Aragon also sentenced Gurule-Giron to 18 months probation and ordered her to complete 40 hours of community service and pay $1,000 in restitution.

A jury in May convicted Gurole-Giron of two felony charges — violation of ethical principles of service and soliciting or receiving illegal kickbacks.

However, Aragon ruled that the two charges were too similar and constituted double jeopardy, so she sentenced Gurule-Giron on only one of them.

Attorney General Hector Balderas told the Las Vegas Optic  that he was disappointed that Gurule-Giron received a probation term instead of the three-year prison sentence sought by prosecutors.

Gurole-Giron’s defense requested six months probation and no restitution, citing her lack of criminal history and non-violent offense.

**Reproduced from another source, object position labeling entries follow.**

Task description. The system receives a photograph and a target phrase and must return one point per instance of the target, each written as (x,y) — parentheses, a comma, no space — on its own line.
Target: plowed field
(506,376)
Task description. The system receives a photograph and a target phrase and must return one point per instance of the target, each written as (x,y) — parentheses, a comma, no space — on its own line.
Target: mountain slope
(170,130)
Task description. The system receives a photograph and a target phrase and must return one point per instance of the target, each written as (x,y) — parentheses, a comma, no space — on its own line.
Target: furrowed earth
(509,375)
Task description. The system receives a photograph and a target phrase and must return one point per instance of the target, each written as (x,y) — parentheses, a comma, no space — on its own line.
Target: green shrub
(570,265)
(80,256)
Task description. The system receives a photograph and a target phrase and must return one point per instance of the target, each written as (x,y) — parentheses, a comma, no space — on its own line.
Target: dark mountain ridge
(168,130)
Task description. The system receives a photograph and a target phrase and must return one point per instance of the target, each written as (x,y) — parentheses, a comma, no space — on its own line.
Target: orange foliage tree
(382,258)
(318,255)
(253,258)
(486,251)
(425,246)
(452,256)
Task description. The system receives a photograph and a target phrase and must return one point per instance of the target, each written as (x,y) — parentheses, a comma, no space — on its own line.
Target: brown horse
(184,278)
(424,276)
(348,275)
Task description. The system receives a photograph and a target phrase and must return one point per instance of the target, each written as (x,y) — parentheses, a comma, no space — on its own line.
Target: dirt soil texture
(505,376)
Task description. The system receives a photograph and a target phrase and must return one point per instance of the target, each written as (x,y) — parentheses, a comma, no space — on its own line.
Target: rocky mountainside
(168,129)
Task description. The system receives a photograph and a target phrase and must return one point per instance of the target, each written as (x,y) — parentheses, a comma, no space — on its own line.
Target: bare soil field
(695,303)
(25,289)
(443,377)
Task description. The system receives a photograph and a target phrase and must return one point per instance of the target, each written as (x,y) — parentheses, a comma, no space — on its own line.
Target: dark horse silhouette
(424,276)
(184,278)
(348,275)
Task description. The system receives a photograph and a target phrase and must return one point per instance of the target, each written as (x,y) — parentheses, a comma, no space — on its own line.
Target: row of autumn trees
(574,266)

Gurule-Giron served as Las Vegas’ mayor from 2016 until her resignation in January 2020, after charges were filed in December 2019 following lengthy investigation by the Attorney General’s Office.


South Dakota
Porcupine man sentenced to 20 years for molesting 2 girls

SIOUX FALLS, S.D. (AP) — A 73-year-old South Dakota man has been sentenced to 20 years in federal prison for sexually molesting two young girls five years ago.

Leonard Brings Plenty, of Porcupine, pleaded guilty in December 2020 to abusive sexual contact. He was accused of molesting a 4-year-old girl and 6-year-old girl in 2016 at his residence on the Pine Ridge Indian Reservation.

U.S. District Judge Jeffrey Viken also ordered Brings Plenty to serve five years of supervised released.

The case was investigated by the FBI.